Another important issue is the timing of RT. It is currently still discussed controversially whether RT should be applied early in the time course or should be reserved for tumor recurrence. Regine et al.29 reported 78% survival rate at 20 years in children treated at the time of first diagnosis as opposed to 25% in children treated for recurrence. However, this could not be observed in the adult subgroup. Jose et al.11 reported that RT administered in a dose of 50 Gy for tumor recurrence yielded a 77% survival rate at 10 years. Habrand et al.38 also observed a better outcome in patients treated immediately as opposed to receiving RT for disease recurrence. A recent study published by Pemberton et al.39 found RT to be effective for craniopharyngiomas adjuvantly as well as at recurrence. Our long-term experience as reported in the current analysis supports the idea that FSRT is an effective means to achieve long-term control without severe side effects leading to an impairment of quality of life, with no difference in local control reported in patients treated directly after neurosurgical intervention after primary diagnosis as opposed to patients treated for tumor recurrence during follow-up. No formal neuropsychologic assessment was performed in these patients; however, the observations made by the treating physicians could not document any neuropsychologic alteration in 38 of 40 patients.

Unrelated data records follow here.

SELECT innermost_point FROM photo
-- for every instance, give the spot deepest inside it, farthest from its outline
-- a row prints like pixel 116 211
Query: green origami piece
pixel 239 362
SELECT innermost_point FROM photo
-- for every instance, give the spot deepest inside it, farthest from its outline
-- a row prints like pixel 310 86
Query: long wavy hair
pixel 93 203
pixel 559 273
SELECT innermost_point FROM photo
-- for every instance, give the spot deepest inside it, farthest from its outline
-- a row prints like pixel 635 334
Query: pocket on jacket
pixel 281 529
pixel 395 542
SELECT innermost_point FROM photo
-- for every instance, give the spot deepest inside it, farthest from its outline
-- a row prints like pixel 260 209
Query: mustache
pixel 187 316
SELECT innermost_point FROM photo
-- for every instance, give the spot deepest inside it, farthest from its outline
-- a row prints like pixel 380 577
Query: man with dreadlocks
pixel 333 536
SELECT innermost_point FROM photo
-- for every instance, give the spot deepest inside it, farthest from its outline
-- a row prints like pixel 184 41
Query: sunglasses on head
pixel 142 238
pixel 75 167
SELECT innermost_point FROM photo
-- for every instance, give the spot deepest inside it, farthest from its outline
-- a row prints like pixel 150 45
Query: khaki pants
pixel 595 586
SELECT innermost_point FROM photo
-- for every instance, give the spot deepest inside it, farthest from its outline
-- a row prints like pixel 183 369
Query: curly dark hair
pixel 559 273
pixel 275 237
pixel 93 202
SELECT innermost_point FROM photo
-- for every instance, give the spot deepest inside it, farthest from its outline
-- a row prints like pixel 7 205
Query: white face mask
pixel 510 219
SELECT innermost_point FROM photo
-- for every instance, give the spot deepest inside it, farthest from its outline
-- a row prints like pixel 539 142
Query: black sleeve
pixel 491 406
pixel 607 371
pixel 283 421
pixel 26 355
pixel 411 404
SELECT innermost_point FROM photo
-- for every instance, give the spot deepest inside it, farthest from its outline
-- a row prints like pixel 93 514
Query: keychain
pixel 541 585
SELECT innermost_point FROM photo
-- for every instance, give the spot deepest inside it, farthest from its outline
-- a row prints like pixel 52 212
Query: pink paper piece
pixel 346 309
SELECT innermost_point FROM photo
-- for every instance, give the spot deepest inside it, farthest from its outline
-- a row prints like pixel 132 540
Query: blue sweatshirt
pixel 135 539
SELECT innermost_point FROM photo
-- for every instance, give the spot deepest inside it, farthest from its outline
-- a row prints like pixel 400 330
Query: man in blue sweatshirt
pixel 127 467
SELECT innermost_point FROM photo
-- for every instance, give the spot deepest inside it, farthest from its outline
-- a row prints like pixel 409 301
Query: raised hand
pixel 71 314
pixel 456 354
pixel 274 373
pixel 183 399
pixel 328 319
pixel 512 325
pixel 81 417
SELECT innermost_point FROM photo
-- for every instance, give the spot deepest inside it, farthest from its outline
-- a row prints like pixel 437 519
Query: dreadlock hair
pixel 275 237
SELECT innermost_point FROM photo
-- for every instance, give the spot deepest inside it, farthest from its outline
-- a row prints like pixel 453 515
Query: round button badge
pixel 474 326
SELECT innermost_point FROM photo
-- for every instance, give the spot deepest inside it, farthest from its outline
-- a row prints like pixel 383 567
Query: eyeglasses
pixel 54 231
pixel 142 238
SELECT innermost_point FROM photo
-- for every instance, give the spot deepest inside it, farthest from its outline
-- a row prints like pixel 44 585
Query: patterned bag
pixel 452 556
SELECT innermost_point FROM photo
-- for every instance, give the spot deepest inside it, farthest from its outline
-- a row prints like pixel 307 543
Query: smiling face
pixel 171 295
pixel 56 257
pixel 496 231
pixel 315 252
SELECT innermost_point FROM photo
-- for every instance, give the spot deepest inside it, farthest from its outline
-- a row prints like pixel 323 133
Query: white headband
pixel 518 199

Particle therapy such as proton RT offers a distinct physical dose advantage, resulting in high doses to a target volume and a steep dose fall-off around the treatment volume. However, it is known that proton RT does not offer significant advantages for the high-dose regions of the treatment plan; however, with proton RT, the low-dose to medium-dose regions can be minimized, potentially reducing the long-term treatment-related side effects associated with these RT doses.31, 40 Fitzek et al.31 recently reported on a group of 15 patients with craniopharyngiomas who were treated with a combination of photons and protons at the Harvard Cyclotron Laboratory, with a median proton component of 26.9 cobalt Gy equivalent (GyE), and a median total doses of 56.9 GyE. After a median observation time of 13.1 years after RT, the 10-year local control rate was 85%. The functional status of all patients who were alive at the time of last follow-up (11 of 15 patients) was unaltered compared with the pre-RT status. A main caution in applying proton RT for craniopharyngiomas is that cysts may form during treatment, and with these liquid-filled cystic structures the PTV is altered. With the steep dose gradient provided by protons, there is a high risk that the target volume might be missed during therapy if the tumor volume changes. In the current study, we considered a sufficient safety margin for target volume definition with respect to potential increase in cystic components. Moreover, MRI was performed once during treatment in asymptomatic patients, and more frequently as needed clinically in patients developing symptoms to evaluate potential alterations in cystic components.
In conclusion, high-precision RT can lead to excellent outcomes in patients with craniopharyngiomas, with high local control rates and the preservation of organ function. No serious long-term effects were observed, and control rates as well as overall survival are within the range reported with conventional RT.